I revere British culture; I admit it. If I could get a direct feed to the BBC TV channels, I’d be in heaven. (Sorry, BBC America is not a substitute for the real thing.) But it looks like we might have the UK beat in at one least aspect of cultural life: how US libraries are networked.
Yesterday, a BBC News magazine feature, BBC NEWS | Magazine | Love it or lose it, warns, “Across the UK more than 100 libraries now face being shut as councils search for savings to ease budget deficits.” The article went on to cite “Tim Coates, who runs the influential Good Library Blog” as saying the issue is efficiency, not money, noting that London has 330 libraries over 33 boroughs – but no effective co-operation.

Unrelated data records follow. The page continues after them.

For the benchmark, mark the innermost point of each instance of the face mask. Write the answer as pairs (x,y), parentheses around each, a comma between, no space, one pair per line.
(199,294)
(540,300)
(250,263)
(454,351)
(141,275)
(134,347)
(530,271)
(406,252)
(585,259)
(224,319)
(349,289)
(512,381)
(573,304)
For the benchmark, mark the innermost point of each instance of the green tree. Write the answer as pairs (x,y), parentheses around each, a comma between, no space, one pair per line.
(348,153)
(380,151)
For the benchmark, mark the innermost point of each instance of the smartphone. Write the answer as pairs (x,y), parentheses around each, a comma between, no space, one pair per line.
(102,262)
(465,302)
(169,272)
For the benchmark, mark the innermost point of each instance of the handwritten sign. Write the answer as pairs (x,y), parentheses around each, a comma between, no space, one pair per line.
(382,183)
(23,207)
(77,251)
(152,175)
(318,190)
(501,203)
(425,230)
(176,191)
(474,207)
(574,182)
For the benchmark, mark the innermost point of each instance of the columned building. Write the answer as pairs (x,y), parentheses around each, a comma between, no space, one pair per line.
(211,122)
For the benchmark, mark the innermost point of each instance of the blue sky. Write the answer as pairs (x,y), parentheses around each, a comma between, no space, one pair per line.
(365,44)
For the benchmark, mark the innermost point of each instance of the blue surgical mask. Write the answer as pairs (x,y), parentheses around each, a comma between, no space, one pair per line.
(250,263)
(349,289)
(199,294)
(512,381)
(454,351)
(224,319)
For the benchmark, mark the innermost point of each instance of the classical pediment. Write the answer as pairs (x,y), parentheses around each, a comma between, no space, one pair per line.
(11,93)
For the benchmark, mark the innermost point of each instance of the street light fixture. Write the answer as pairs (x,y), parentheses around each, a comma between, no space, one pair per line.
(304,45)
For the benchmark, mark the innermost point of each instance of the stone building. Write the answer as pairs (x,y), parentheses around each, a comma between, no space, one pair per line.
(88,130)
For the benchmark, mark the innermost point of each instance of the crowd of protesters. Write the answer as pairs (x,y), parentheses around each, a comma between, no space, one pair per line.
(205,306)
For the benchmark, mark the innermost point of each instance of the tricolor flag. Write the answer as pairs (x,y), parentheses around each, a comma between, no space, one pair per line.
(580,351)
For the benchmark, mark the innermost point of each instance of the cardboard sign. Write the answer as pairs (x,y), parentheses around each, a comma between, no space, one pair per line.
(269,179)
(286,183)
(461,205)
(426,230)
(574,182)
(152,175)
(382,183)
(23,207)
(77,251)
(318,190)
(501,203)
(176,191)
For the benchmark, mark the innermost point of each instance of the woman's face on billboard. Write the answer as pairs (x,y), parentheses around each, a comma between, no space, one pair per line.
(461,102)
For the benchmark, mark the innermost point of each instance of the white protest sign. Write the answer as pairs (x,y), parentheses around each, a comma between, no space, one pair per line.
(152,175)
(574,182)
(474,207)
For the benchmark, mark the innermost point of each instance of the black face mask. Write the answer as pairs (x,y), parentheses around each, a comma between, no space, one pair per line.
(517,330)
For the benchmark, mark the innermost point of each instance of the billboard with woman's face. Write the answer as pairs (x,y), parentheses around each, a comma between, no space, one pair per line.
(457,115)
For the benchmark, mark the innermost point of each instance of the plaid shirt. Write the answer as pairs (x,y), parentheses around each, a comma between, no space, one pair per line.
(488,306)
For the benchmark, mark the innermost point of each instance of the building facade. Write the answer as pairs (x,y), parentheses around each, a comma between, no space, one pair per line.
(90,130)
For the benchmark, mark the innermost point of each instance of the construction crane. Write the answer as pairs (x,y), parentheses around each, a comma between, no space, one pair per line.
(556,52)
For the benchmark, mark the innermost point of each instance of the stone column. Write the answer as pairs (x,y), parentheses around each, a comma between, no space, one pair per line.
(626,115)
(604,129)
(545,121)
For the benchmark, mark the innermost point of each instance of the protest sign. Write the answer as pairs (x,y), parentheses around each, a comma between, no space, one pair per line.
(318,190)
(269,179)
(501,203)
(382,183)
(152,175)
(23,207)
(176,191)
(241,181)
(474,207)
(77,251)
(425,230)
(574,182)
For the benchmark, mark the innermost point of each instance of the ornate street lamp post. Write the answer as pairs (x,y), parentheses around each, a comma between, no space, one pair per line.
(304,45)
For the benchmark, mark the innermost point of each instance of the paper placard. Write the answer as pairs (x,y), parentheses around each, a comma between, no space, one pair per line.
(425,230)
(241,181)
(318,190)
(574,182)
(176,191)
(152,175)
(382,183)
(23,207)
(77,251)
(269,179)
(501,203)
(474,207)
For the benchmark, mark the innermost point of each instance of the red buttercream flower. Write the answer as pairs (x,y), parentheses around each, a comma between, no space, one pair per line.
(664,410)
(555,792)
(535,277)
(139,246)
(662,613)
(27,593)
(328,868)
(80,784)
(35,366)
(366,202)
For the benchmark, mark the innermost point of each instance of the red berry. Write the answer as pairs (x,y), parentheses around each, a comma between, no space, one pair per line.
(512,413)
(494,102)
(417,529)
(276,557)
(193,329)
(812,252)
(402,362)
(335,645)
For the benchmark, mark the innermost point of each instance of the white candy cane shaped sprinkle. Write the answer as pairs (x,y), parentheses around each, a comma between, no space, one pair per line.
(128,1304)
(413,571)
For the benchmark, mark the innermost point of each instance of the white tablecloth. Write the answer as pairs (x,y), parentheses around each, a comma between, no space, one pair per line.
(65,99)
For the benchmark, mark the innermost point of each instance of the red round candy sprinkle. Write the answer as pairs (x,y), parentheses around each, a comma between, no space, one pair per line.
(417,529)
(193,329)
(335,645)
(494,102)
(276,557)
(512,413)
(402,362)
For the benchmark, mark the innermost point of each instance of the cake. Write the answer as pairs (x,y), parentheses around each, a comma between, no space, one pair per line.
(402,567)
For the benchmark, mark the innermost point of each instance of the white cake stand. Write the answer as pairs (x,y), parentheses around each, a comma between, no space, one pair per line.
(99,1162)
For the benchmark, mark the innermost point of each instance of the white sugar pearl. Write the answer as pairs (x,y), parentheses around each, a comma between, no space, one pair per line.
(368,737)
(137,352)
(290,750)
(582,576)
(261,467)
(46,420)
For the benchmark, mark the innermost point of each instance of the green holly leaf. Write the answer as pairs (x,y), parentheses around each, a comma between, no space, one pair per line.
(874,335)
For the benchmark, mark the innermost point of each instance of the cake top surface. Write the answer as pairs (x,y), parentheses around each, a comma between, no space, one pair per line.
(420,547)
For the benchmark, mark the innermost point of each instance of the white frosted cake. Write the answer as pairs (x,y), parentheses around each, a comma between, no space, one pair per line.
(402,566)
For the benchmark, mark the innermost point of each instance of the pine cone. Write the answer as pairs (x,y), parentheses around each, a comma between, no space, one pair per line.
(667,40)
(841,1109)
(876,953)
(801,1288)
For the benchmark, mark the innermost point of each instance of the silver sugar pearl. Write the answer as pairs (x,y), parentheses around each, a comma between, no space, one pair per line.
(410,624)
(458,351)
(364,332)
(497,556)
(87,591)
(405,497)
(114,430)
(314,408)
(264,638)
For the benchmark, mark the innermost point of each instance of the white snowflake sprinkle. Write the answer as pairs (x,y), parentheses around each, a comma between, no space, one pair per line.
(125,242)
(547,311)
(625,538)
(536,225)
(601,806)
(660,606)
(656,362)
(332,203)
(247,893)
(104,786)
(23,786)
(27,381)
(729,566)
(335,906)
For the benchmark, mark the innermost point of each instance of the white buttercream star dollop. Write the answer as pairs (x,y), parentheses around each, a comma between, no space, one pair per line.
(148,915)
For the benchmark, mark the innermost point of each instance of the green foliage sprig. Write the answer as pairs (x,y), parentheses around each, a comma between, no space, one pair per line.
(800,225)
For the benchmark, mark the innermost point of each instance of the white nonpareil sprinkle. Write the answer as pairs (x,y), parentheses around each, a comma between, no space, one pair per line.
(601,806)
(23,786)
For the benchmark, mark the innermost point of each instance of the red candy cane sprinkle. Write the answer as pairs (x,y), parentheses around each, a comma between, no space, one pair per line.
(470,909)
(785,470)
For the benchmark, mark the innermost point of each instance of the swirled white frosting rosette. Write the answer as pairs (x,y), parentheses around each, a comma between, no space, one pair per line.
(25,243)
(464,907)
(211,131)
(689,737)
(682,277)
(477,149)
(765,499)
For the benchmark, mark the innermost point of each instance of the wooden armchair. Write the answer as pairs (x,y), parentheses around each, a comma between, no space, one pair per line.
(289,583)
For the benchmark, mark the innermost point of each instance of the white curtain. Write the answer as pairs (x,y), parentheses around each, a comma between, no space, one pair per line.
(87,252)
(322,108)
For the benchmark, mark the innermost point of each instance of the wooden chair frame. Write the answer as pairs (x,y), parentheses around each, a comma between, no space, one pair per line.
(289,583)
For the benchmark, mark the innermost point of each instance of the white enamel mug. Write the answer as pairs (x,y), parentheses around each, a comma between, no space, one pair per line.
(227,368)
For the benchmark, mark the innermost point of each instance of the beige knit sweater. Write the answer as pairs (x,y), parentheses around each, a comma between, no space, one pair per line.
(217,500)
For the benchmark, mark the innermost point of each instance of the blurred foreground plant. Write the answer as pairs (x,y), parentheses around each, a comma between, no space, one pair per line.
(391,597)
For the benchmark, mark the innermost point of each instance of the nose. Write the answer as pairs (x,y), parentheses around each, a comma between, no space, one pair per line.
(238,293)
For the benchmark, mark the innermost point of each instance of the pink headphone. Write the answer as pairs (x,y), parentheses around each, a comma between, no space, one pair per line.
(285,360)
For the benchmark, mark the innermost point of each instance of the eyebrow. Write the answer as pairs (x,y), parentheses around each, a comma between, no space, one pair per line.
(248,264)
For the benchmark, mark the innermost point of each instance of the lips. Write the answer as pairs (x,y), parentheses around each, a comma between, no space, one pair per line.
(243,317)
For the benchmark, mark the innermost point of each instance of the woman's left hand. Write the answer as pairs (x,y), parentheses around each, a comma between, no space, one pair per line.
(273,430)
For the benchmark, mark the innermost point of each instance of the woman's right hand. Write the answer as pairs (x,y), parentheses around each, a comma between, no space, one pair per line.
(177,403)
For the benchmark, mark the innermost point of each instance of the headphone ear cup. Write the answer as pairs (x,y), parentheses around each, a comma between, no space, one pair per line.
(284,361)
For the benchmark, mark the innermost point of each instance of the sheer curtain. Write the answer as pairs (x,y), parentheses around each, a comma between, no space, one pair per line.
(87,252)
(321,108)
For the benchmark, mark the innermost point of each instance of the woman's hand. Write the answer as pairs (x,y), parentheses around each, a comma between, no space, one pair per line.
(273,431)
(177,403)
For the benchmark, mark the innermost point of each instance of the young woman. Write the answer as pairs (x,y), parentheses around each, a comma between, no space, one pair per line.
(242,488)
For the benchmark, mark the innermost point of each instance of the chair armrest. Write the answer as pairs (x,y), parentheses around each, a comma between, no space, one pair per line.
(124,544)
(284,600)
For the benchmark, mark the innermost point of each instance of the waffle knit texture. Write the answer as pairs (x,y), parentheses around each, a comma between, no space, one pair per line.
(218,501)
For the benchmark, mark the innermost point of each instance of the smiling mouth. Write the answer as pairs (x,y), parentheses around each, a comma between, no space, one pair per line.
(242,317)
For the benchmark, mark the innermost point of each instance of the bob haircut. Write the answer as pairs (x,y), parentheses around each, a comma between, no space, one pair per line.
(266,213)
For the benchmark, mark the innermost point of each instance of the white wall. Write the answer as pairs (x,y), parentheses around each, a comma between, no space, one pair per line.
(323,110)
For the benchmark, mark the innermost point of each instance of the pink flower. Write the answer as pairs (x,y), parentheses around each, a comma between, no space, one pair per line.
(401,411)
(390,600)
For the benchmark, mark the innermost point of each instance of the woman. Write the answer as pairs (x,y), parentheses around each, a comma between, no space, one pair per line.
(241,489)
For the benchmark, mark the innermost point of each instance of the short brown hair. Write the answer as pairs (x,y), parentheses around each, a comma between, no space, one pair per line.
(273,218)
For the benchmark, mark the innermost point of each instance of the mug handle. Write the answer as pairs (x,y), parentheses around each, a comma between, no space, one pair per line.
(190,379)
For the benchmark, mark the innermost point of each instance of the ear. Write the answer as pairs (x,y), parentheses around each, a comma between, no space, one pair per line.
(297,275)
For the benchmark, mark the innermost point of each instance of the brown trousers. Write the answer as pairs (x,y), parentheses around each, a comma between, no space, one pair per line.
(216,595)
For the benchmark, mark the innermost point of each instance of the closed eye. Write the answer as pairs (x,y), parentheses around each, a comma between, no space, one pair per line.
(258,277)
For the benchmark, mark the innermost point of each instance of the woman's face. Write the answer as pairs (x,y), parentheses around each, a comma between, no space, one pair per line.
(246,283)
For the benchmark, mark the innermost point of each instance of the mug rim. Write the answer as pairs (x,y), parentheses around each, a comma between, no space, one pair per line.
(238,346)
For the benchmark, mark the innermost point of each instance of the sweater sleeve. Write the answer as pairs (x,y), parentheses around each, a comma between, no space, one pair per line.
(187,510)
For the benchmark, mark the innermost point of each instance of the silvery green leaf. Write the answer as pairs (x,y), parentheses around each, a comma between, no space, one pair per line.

Hey, that’s our Berkshire Good Library Blog the BBC is calling “influential.” And our British colleague Tim Coates being quoted. But back to just one example of how US libraries are ahead of the curve in terms of library coordination. This morning I logged on to the website of my local (rural) library — Roeliff Jansen Community Library and in about two minutes I was able to order a new book by political pundit Joe Klein for my daughter and check which of two titles would be most available for the dozen people in our library book group. I could do that because our library is part of the Mid-Hudson Library System, which serves seventy-five towns in five rural upstate New York counties. So I can instantly request any book available in the system and have it come to my local library (usually within a few days, sometime sooner).
Wisely, every book comes with a bookmark that tells the patron how many millions of dollars this efficient process saves the libraries in the system. If rural US towns can network so effectively, surely London can too!